In an interview at one of the Jackson County sites where seismic and drilling tests are underway, Barrentine said any decision about whether and where to build another pumped storage facility is still a couple of years away, and actual operation of any such facility will likely take another decade or more to develop and construct before it produces any power.
But the idea is compelling enough that TVA is spending $11 million to evaluate potential pumped storage sites near the Rorex Creek in Pisgah, Alabama, and atop Sand Mountain near Flat Rock, Alabama, as well as the idea of expanding the Raccoon Mountain pumped storage plant.
TVA considering sites in Jackson County, Ala., for energy storage, backup power production
TVA projects a pumped storage facility with a 600-acre upper reservoir and four 400-megawatt reversible turbines and pumps could produce 1,600 megawatts of electricity — more than the output from any single one of TVA's nuclear reactors. The utility projects a new pumped storage facility similar to one on Raccoon Mountain should cost somewhere between $2 billion and $4 billion to build.
Pumped storage facilities take about 20% more power to fill the upper reservoir than what the water from upper lake generates in electricity when it is released for power production, Barrentine said. But the loss in energy efficiency is more than offset by the benefit in being able to store and then deploy the electricity during peak demand periods when it is needed most.
The Raccoon Mountain Pumped Storage plant, a mountaintop facility that opened in 1978, is TVA's biggest energy storage facility and works like a giant water battery. TVA fills the 528-acre reservoir atop Raccoon Mountain at night by pumping Tennessee River water upward through a vertical tunnel drilled through the mountain.

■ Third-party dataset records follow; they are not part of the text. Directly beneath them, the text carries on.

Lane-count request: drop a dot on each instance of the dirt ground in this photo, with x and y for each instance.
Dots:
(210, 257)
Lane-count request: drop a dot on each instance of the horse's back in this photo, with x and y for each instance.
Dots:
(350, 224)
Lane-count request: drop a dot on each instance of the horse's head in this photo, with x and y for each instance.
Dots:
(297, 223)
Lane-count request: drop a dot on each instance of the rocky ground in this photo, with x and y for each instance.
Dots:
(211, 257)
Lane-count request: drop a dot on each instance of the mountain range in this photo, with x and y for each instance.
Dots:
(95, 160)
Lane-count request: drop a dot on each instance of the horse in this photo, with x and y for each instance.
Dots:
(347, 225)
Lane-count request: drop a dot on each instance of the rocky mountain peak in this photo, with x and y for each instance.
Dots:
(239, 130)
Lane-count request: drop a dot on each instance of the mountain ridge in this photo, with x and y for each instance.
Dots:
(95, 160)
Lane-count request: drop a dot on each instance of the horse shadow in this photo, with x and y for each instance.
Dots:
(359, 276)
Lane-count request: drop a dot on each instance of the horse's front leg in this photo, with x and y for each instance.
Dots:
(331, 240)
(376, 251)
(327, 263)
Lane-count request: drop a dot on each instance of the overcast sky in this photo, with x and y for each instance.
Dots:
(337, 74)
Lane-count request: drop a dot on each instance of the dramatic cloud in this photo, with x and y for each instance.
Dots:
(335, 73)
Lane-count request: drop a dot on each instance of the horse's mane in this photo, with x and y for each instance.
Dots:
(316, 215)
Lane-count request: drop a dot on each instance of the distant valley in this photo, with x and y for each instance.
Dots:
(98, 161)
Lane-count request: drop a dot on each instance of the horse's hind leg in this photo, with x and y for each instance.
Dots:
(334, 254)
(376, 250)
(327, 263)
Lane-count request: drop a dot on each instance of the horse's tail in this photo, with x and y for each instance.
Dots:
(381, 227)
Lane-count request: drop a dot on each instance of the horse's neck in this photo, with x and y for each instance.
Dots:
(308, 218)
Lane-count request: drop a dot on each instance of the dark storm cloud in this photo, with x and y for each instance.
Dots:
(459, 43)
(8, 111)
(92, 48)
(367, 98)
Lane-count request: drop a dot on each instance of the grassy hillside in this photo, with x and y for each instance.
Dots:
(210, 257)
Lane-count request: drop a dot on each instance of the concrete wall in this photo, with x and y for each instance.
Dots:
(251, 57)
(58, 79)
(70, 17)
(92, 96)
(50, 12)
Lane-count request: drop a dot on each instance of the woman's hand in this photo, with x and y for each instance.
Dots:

It flows into the reservoir through a reinforced concrete water intake structure that sticks up 220 feet from the reservoir bottom — taller than the Statue of Liberty.
When TVA needs a lot of power in a hurry — for example on a 95-degree day when people crank up the air-conditioning — it pulls the reservoir's plug.
Sand Mountain appeal
TVA looked at more than 60 sites across the Tennessee Valley to locate another pumped storage facility, but Sand Mountain proved most attractive because of the presence of a mountain ridge near a major waterway (the Tennessee River) and the sandstone and limestone rock formations of the mountain to house both the upper reservoir and the power plant at the base of the mountain, Barrentine said.
For the past month, engineering crews from Stantec Engineering and other consultants have been drilling into Sand Mountain and conducting seismic tests in the area to determine whether a 100-foot-deep lake could be located atop the mountain and used as a storage reservoir to power the new pumped storage facility.
The two targeted sites TVA is now studying for another pumped storage plant are across the Tennessee River from two shuttered TVA power plant sites. The Pisgah site is across from TVA's abandoned Bellefonte nuclear power plant in Hollywood, Alabama, where there were surface coal mines in the 1950s, Barrentine said.
TVA crews and consultants are working during weekdays from leased space in the Moonlight Over Water wedding venue in Pigsah, which overlooks the twin cooling towers and abandoned Bellefonte nuclear plant that TVA quit building more than a decade ago.
Sixteen miles to the north, the proposed pumped storage facility site in Flat Rock, Alabama is across the river from TVA's former Widows Creek Fossil Plant, which was shut down in 2015.
The former TVA power plants still have transmission line access to help power and then dispatch the power that could be produced from a new pumped storage plant in the area, TVA spokesman Scott Fiedler said.
Before any decision is made to buy property or build a pumped storage facility in Jackson County, an environmental impact study will be conducted to assess the need for the facility, and any environmental issues that would have to be addressed, according to TVA.